I’m tempted to just say “what Krugman said,” and leave it at that. What he said is that just a generation or two ago in the not so boring 1960’s, the boring banking and insurance sectors combined sucked out a seemingly reasonable 4% of American GDP for their services of greasing the wheels of capitalism, in a time of real growth at a pace never seen before or since. Fast forward to current times, and Professor Krugman notes, those sectors alone suck out a princely 8% of GDP… we won’t even talk about immense fees paid to mutual funds, pension managers and so forth that makes the financial sector… which is nothing more than a giant croupier… so big and powerful.
The point made is that the justification for this immense growth in this sector, and its companion issue, the securitization of…everything… was supposedly the ability to reduce, systemic risk… when it has, of course, had exactly the opposite effect.
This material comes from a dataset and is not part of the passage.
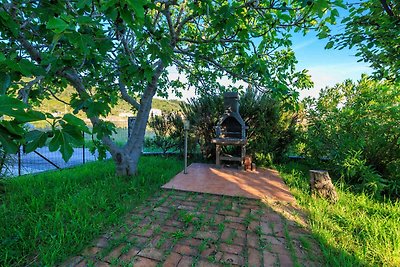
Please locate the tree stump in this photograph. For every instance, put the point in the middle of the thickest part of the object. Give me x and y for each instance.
(321, 184)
In effect, the financial sector (as noted by Prof. Roubini, cited in a recent post here) was and is a giant Ponzi scheme.
And, it seems, other than fixing the short term problems, there seems precious little overall vision by the Obama Administration that the whole bloody thing cannot go on as before… in short, the fears of many that we are putting off– and worsening, btw– an eventual day of reckoning (think, for example, of what happens the day that the rest of the world tires of loaning us money…) will only be worse.
Well, I don’t know. Americans are an overall “irrationally exuberant” lot… preferring belief in, say, magic, or angels, or Santa Claus, over facts on which there is a scientific consensus… because they might be… hard or something.
Well… there you have it… we can all hope that, against good sense, and the evidence, we will come out unscathed, and everything will be wonderful. I don’t know… given how powerful the croupiers are… I’m not so sure that’s how you bet, or that I’d want to bet at all.